Ne diyordum? Her şeye rağmen yoruluyorum tabi sonuçta evde oyunu, telaşı ve merakı hiç bitmeyen bir çocuk var. TV kavramı da olmayınca anne-kız diz dizeyiz. Bazen sitede gezmeye çıkıyoruz, bazen yakınlardaki AVM'ye gidiyoruz tabi en çok kızım eğleniyor. Malum hamilelikten dolayı, çok esnek ve enerjik değilim. Yürürken bile belli bir hız limitim var.
En başta ne diyordum? Yoruluyorum dedim ya biraz da olsa, eşim gelsin diye beklemeye başlıyorum. Hani o gelsin ve kızımla biraz ilgilensin de, bende biraz çocuksuz, biraz yalnız, biraz "Nurefşan" düşüncesinden sıyrılmış olarak kalayım.

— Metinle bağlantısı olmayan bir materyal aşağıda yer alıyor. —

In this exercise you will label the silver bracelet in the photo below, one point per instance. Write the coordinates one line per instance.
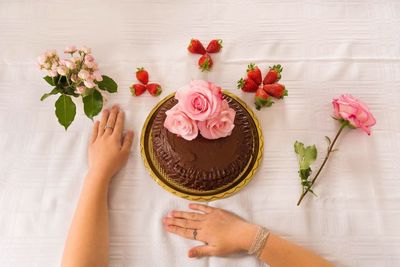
(259, 242)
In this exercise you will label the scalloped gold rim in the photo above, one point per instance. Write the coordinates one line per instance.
(213, 197)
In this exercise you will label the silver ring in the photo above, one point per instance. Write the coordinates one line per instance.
(108, 126)
(194, 234)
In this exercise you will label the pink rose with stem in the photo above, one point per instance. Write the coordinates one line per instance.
(78, 76)
(349, 111)
(179, 123)
(220, 125)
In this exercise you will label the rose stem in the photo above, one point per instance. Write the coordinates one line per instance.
(344, 124)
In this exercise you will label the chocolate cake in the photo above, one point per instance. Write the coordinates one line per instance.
(203, 164)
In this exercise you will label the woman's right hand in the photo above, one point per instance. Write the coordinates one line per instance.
(222, 232)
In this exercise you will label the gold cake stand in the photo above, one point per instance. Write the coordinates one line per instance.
(161, 178)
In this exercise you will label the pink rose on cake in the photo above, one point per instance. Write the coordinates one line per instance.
(220, 125)
(179, 123)
(200, 100)
(200, 107)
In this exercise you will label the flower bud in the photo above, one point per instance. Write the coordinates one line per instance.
(70, 49)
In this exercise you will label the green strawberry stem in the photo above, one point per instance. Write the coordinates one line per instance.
(330, 150)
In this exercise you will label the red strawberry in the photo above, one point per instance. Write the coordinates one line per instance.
(273, 75)
(254, 73)
(196, 47)
(154, 89)
(276, 90)
(138, 89)
(142, 75)
(214, 46)
(262, 99)
(205, 62)
(247, 85)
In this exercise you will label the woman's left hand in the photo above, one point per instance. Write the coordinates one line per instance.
(108, 147)
(222, 232)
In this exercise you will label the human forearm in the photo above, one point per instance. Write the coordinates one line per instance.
(87, 242)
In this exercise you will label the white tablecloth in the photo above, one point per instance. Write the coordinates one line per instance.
(326, 48)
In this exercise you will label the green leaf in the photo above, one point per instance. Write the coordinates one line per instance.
(92, 104)
(108, 84)
(53, 92)
(50, 80)
(65, 110)
(299, 148)
(310, 155)
(305, 155)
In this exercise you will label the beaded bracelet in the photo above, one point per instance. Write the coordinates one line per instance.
(259, 242)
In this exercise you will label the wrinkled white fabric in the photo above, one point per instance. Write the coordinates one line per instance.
(325, 47)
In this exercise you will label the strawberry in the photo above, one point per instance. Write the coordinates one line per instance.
(247, 85)
(276, 90)
(142, 75)
(137, 89)
(196, 47)
(254, 73)
(154, 89)
(273, 75)
(205, 62)
(262, 99)
(214, 46)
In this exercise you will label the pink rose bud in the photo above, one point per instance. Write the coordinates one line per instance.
(89, 83)
(74, 78)
(70, 49)
(97, 76)
(220, 125)
(350, 109)
(200, 100)
(70, 65)
(42, 59)
(62, 70)
(85, 50)
(76, 59)
(52, 73)
(179, 123)
(89, 58)
(80, 90)
(89, 64)
(83, 74)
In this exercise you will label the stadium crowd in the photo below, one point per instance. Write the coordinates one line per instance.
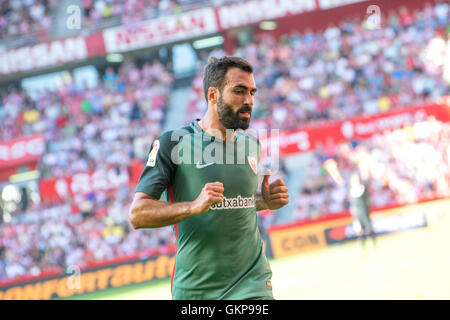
(86, 129)
(404, 166)
(22, 18)
(346, 71)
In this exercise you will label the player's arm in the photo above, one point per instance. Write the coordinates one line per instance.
(148, 212)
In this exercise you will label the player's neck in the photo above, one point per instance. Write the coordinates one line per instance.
(211, 124)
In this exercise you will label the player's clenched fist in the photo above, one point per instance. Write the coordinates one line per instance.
(211, 193)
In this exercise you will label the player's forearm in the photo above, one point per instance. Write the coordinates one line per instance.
(149, 213)
(261, 205)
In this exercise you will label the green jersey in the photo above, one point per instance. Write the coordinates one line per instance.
(219, 253)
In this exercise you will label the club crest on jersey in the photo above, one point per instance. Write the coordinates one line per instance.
(152, 156)
(253, 164)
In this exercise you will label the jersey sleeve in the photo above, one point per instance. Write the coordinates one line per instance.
(160, 168)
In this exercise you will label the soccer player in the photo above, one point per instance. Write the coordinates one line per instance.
(208, 173)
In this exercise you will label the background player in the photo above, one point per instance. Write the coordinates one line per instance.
(359, 200)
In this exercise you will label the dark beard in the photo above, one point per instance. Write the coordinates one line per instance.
(230, 119)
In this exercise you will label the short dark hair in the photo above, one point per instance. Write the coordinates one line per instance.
(216, 69)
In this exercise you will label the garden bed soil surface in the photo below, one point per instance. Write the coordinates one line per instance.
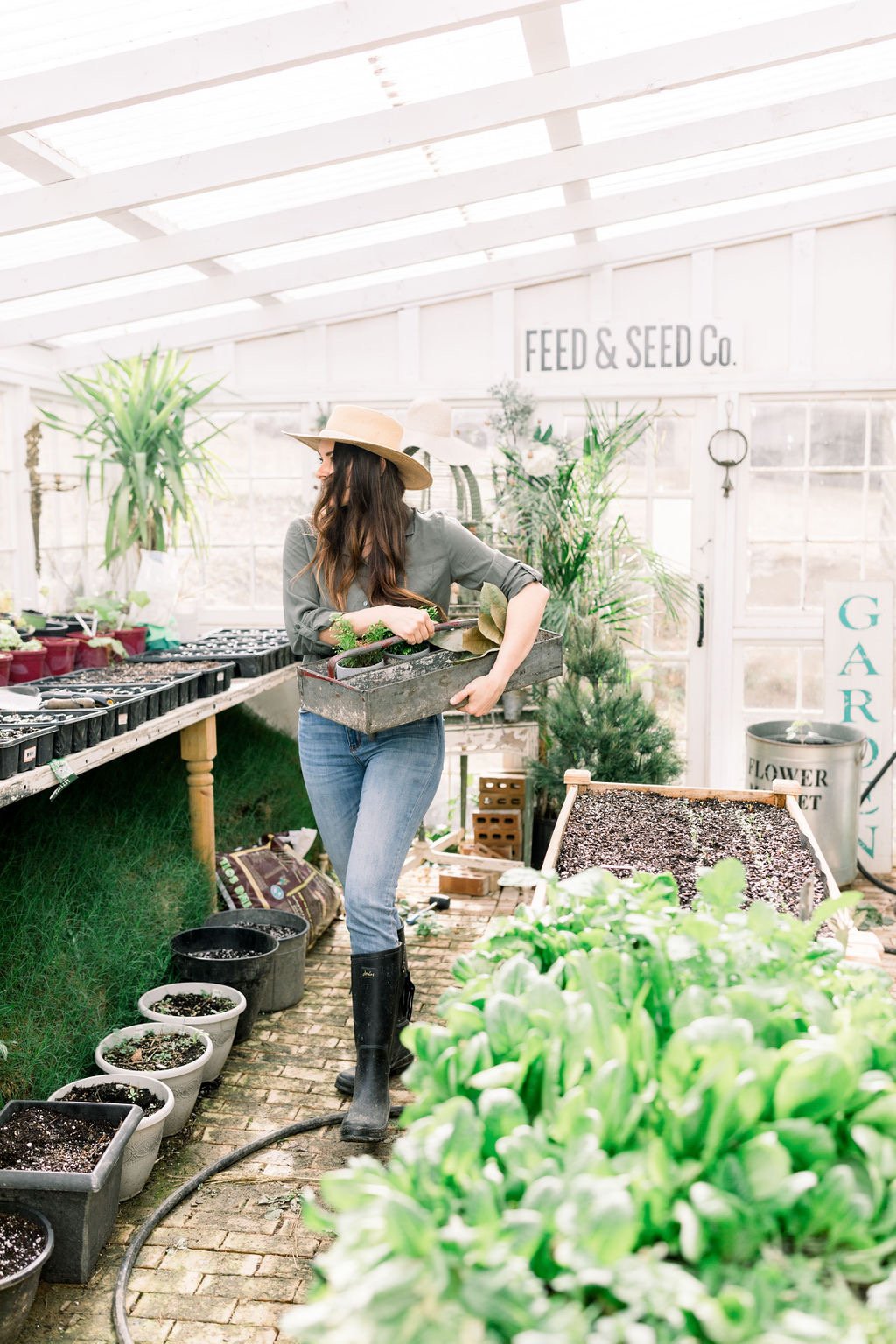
(627, 831)
(192, 1005)
(47, 1141)
(155, 1050)
(121, 1095)
(20, 1243)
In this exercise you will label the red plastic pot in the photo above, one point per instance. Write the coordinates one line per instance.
(133, 639)
(60, 654)
(27, 666)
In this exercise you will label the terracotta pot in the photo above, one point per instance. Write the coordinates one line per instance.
(60, 654)
(27, 666)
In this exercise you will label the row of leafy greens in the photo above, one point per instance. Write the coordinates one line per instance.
(637, 1124)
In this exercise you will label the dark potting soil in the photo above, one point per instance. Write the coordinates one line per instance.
(122, 1095)
(627, 831)
(155, 1050)
(226, 953)
(47, 1141)
(192, 1005)
(20, 1243)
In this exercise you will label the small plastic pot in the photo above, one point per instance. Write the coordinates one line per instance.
(185, 1081)
(18, 1291)
(246, 972)
(143, 1146)
(27, 666)
(220, 1027)
(60, 654)
(286, 983)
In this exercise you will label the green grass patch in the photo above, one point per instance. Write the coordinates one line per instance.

Eşim geliyor ve kızım baba diye koşuyor kapıya. Baba-kız bir sarılıyor ki bu manzara bende dinlenme isteği ve yorgunluk bırakmıyor. Dünyanın en şahane manzarasını getirseler değişmem buna, onlar öyle saatlerce dursa bende öyle saatlerce bıkmadan seyrederim o sahneyi.
Mutluluğun resmini, cismini uzaklarda aramama gerek yok. Mutluluk açılan kapının ardındaki bir kucaklayışta gizli, dudağımda sonsuz şükürler ve tek bir dua; beni bu sahneyi seyretme lüksünden asla alıkoyma Allah'ım.
3 yorum:
Harika... Paylaşımlarınız için tebrikler ve teşekkürler. :)
Şükürler olsun... Bugünlerde daha sık şükreder oldum.